On July 20, 2021, the Communist Party of China (CCP) Central Committee and the State Council unveiled the Decision on optimizing the family planning policy to promote the long-term and balanced development of the population (“the Decision”).
According to the document, China will revise the law on population and family planning to legitimize the country’s three-child policy, which was introduced on May 31, 2021 to allow all Chinese couples to have a third child.
Besides, the government will abolish fines and other penalties for couples who violate the family planning law, which means couples can have more children than allowed. Previously, illicit births could incur a fine or, in the case of civil servants, result in dismissal from office.
The Decision also contains supporting measures covering the aspects of childbearing, parenting, education, taxation, housing, and women’s rights in employment – to encourage births.
While specific implementation measures have yet to be worked out, potential future measures could affect human resources (HR) and payroll policies of companies in China.
They are also likely to unlock market opportunities in areas of pregnancy and day care services, elder care, healthcare, and related facilities.
Proposed supporting measures to boost childbirths in China
Tax deduction for childcare expenses
According to the Decision, China will consider allowing nursing expenses for children below three-years-old to be deductible when their parents pay individual income tax (IIT).
At present, under China’s Individual Income Tax (IIT) Law, education expenses for children can be deducted before tax at a fixed amount, which is RMB 1,000 (US$154) a child per month. However, the tax deduction policy only applies to taxpayer parents with children over the age of three.
Now, the Decision has proposed to amend the country’s IIT law, to add the childcare expenses for babies under the age of three as a special additional deduction item for IIT.
Expanding childcare services and related facilities
In recognition of the parenting dilemma of dual-earner families, the Chinese policymakers is determined to bolster the country’s inclusive daycare services.
The document calls for promoting the development of affordable and quality childcare institutions as well as community-based facilities for babies and young children, encouraging eligible kindergartens to admit children aged 2 to 3 years, and fostering intelligent childcare services.
Tax concessions for childcare industry in place since 2019
China already introduced tax concessions for the childcare industry in 2019. From June 1, 2019 to the end of 2025, business earnings of China’s elderly care, childcare, and domestic services are exempt from value added tax (VAT) and enjoy a 10 percent deduction in taxable income.
Optimizing leaves policy to support child care
The Decision also directs China to optimize its maternity leave and maternity insurance system. Some provinces and cities may even pilot new childcare leave schemes.
Currently, China does not have a national regulation on childcare leave. However, female employees are entitled for 98 days of basic maternity leave by law as well as extra days granted by the local region.
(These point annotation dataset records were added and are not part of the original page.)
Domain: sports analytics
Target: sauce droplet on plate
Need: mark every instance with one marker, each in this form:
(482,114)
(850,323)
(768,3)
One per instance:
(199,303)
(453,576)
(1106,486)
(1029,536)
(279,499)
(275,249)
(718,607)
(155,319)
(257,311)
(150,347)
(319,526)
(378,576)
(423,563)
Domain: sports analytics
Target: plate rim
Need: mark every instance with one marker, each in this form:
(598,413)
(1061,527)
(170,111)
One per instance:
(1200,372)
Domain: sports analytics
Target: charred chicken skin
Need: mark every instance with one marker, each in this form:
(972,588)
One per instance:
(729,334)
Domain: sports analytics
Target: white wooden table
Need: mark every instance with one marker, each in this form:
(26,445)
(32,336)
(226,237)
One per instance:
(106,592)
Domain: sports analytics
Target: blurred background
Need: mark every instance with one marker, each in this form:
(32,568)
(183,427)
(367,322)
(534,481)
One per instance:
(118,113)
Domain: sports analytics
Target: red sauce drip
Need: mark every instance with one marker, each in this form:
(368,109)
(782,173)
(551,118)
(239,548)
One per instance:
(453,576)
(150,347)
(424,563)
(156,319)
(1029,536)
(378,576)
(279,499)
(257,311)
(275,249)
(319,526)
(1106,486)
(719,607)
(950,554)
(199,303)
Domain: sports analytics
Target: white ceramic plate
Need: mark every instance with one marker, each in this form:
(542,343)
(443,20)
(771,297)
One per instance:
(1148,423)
Male employees may enjoy paternity leave at the same time, ranging from seven days to one month, depending on the local regulations. Thus, maternity leave and paternity leave policies vary from region to region.
Further, the Decision mentions that China will also explore a geriatric care leave regime, allowing only-child employees to spend more time to take care of their parents.
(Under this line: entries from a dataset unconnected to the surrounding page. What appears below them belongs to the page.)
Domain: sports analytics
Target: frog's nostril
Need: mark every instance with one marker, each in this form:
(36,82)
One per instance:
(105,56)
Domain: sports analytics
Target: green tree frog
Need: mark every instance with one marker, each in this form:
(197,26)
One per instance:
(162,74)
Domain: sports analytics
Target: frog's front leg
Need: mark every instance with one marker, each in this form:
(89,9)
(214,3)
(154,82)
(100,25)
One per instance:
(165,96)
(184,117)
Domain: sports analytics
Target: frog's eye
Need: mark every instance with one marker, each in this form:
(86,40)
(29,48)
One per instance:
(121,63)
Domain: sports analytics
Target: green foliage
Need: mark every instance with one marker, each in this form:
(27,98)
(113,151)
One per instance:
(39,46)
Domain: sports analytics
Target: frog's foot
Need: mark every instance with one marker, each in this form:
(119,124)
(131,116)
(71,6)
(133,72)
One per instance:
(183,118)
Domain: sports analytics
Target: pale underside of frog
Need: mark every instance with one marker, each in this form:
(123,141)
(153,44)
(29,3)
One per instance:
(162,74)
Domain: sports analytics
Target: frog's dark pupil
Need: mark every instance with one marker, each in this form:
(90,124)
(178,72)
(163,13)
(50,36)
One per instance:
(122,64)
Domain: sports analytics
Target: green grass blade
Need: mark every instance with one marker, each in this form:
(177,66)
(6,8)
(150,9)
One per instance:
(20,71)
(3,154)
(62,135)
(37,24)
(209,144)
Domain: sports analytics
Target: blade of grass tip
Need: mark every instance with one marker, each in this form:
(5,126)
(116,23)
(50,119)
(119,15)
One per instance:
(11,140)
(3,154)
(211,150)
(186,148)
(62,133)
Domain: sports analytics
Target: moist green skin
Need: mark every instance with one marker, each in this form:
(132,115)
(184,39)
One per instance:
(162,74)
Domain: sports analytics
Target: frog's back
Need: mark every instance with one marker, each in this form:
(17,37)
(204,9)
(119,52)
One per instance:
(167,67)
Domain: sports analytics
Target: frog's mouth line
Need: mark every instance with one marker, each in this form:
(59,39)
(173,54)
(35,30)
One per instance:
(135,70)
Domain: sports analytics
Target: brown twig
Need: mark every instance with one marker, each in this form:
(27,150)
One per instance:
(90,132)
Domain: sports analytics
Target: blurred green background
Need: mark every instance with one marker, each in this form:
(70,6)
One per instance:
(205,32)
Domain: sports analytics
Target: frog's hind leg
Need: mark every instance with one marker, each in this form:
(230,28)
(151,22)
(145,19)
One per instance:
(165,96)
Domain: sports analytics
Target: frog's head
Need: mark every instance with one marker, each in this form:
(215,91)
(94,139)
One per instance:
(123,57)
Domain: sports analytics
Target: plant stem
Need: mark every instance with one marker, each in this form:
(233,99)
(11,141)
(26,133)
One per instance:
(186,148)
Protecting women’s rights in employment
China also appears determined to “protect the rights of women in employment”. In 2019, China vowed to make more firms comply with existing anti-discrimination laws. The relevant laws ban employers from asking women about their child-rearing plans in job interviews and from stating a preference for male applicants when recruiting.
The Decision reaffirms women’s rights in employment. It also suggests to provide re-employment training public services for women whose career was interrupted by childbirth.
Besides, employers are also encouraged to formulate measures to help employees balance their work and life and to adopt a more flexible work system.
China’s birth-control policies and demographic challenges
China started to impose its contentious one-child policy in the 1980s. Only several years ago did it begin to loosen the strict one-child policy. From 2016, Chinese couples were allowed to have up to two children, while parents from only-child families have been able to have two children since 2013.
On May 31, 2021, China abruptly shifted from a two-child to a three-child policy after data from the latest decennial census, released on May 11, showed that only 12 million babies were born in 2020, a drop of almost 20 percent from 2019.
By relaxing the restrictive family-planning policy, the politburo hopes to address the country’s plummeting birth rates.
However, China’s low fertility rate now has less to do with family planning policies, but more to do with other realistic plights – the high costs of housing, children’s education, the burden of caring for elderly parents, as well as crushingly long working hours. These factors are deterring young couples from having more babies, or from reproducing at all.
Further, as more well-educated women pursue careers, many are delaying marriage and motherhood.
Nevertheless, the latest relaxing measures can still impact the personal lives of millions of families in China and will have long-term implications for the country’s demographics and macro-economic profile.